Mackenzie struggles to meet roading infrastructure upgrades
District councils miss out on a large portion of national roading funds, making it hard to be able to upgrade and maintain roads within their yearly budget, Mackenzie District Mayor Graham Smith says.
Roading within the Mackenzie was a big project in the 2017/2018 annual plan, with $700,000 allocated to unsealed road metalling and $1.28 million - of which $596,000 is for metalling and $684,000 for sealing - to maintain its sealed roading network.
Smith said roads within the Mackenzie District such as State Highway 8 were coping "pretty well" with the increasing volume of travellers but there was still plenty more work to be done on infrastructure in the district.
There were safety concerns surrounding State Highway 79, connecting Fairlie and Geraldine, particularly in the Mt Michael area, which saw a number of crashes, and widening the road in places would be helpful to reduce this, he said.
As well as this, Lilybank Rd in Tekapo would see between 700 and 800 travellers a day, especially in the winter, being the only road taking visitors to Roundhill Skifield. Anywhere else that amount of traffic would lead to a sealed road, he said.
"It's a more general thing for provincial New Zealand, we miss out on a lot of roading money as it's being spent in 'the Aucklands'.
"In the Mackenzie we are very constrained in terms of funding from the NZ Transport Agency, due to being a small council with a small ratepayer base."
While the council would continue to lobby for further funding it was "very very frustrating" that there was no more money being put into regional roading.
He said he was "in the same boat as a lot of rural mayors" and the council was trying to maintain the roads within its budget, to the best possible standard.
Transport Minister Simon Bridges said the Government was investing more than ever before in New Zealand's transport system.
"We understand that New Zealand needs strong national and inter-regional connections to keep our economy growing. That's why we have invested in programmes like the $212 million Accelerated Regional Roading Programme."

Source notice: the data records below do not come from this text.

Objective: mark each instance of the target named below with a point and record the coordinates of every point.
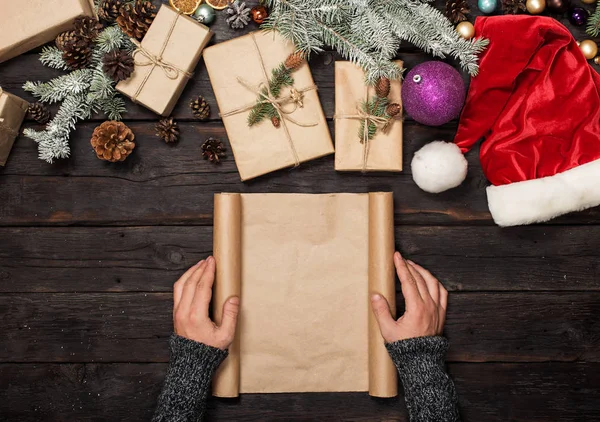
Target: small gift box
(364, 139)
(12, 112)
(164, 60)
(26, 24)
(293, 130)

Last week National announced a $10.5 billion package for roading infrastructure on 10 roads of national significance ahead of next month's election.
One of those promised was a four-lane highway from Christchurch to Ashburton, which National Rangitata candidate Andrew Falloon has said he would push to have extended to Timaru.
Labour transport spokesman Michael Wood said regional roads had been "badly neglected" by the National-led Government.
He regularly heard from mayors, community groups, and organisations like the Automobile Association about poorly maintained and dangerous regional roads and a complete lack of funding support.
"The current Government has focused on big flashy motorways but has forgotten about the bread and butter – safe and well-maintained regional roads."
Often small regional councils had a very limited rating base, but a huge network of regional roads to look after, which was a particular issue for many councils in the South Island, Wood said.
"They just can't do it on their own and government needs to provide more support."
Labour announced this week it would boost funding for regional roads in the NZTA budget from a current range of $70-$140 million to $140-$280m, if elected into government, Wood said.
Local Government New Zealand president Dave Cull said the Mackenzie was a "really good example" of a district that had a very limited budget due to its small ratepayer base.
"From LGNZ's point of view we have advocated [to government] for new forms of funding for infrastructure."
Provincial roads were of a "national benefit" as they connected tourists entering the country from the cities to the regions and ought to have more funding, Cull said.
The NZTA said it would respond on Friday.